Il y a un travail étonnant de focales sur ce film, qui offre sans cesse l'image d'un corps au premier plan et autour d'un trouble ou d'un flou - l'affiche en est un exemple. Ce qu'on ne distingue plus, c'est le monde, presque impossible à appréhender. Mais cet effet nous en dit aussi long sur ces personnages à courte vue. Ici on s'empare d'une arme, de l'argent à portée de main, toujours d'une solution directe et rapide, sans perspective, sans vision globale, sans recul.
Parce qu'il faut reconnaître que le capitalisme sauvage de Jia Zhangke nous accule. Tout est le monde est au bord du précipice, un pied dans le vide. Le message est scandé, haut et fort, au travers de ces quatre films qui n'en font qu'un : lorsqu'une femme se fait littéralement frapper à coups de liasses de billets ("je vais te tuer avec mon argent"), quand on voit des vaches parquées à l'étroit à l'arrière d'une camionnette (figure récurrente), quand on découvre les conditions de vie d'une mère, restée au pays.

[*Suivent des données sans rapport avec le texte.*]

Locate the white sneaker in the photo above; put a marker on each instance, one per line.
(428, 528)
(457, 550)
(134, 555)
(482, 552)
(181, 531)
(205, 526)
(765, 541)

"A touch of sin" navigue joliment entre le film documentaire (une suite d' À l'ouest des rails) et une esthétique crépusculaire et quasi apocalyptique. Cette Chine, on s'en cache à peine, c'est l'enfer sur terre. Prostitution, mafias en tous genres, petites frappes prolétaires, grands patrons cyniques, corruption etc etc. Les défilés militaires ne sont plus ceux de Mao : dorénavant des jeunes filles marchent au pas, casquettes étoilées, vestes de camouflage et mini jupes dans des night-clubs de nouveaux riches.
Là où Jia Zhangke n'est peut-être pas le plus fin, c'est en procédant par accumulation : ses films, si on les prend comme des courts, traduisent une certaine mécanique, une poussée de fièvre qui conduit inéluctablement à la violence la plus brute, comme le fait (mais autrement) un Tarantino par exemple - pas de violence jouissive mais nécessaire et laborieuse. Il y a quelque chose de trop systématique dans cette démarche qui a l'avantage de ses inconvénients : user nos nerfs, oui ; surprendre, plus vraiment. Tout est précaire donc fabriqué. Le but est pourtant bien là, JZ veut montrer (donc il n'y a plus grand chose à voir), l'injustice, la violence morale, faire mal. Cette fois le hors-champ ne viendra pas nous épargner. Le film a tendance à brandir son slogan, à crier pour se faire entendre.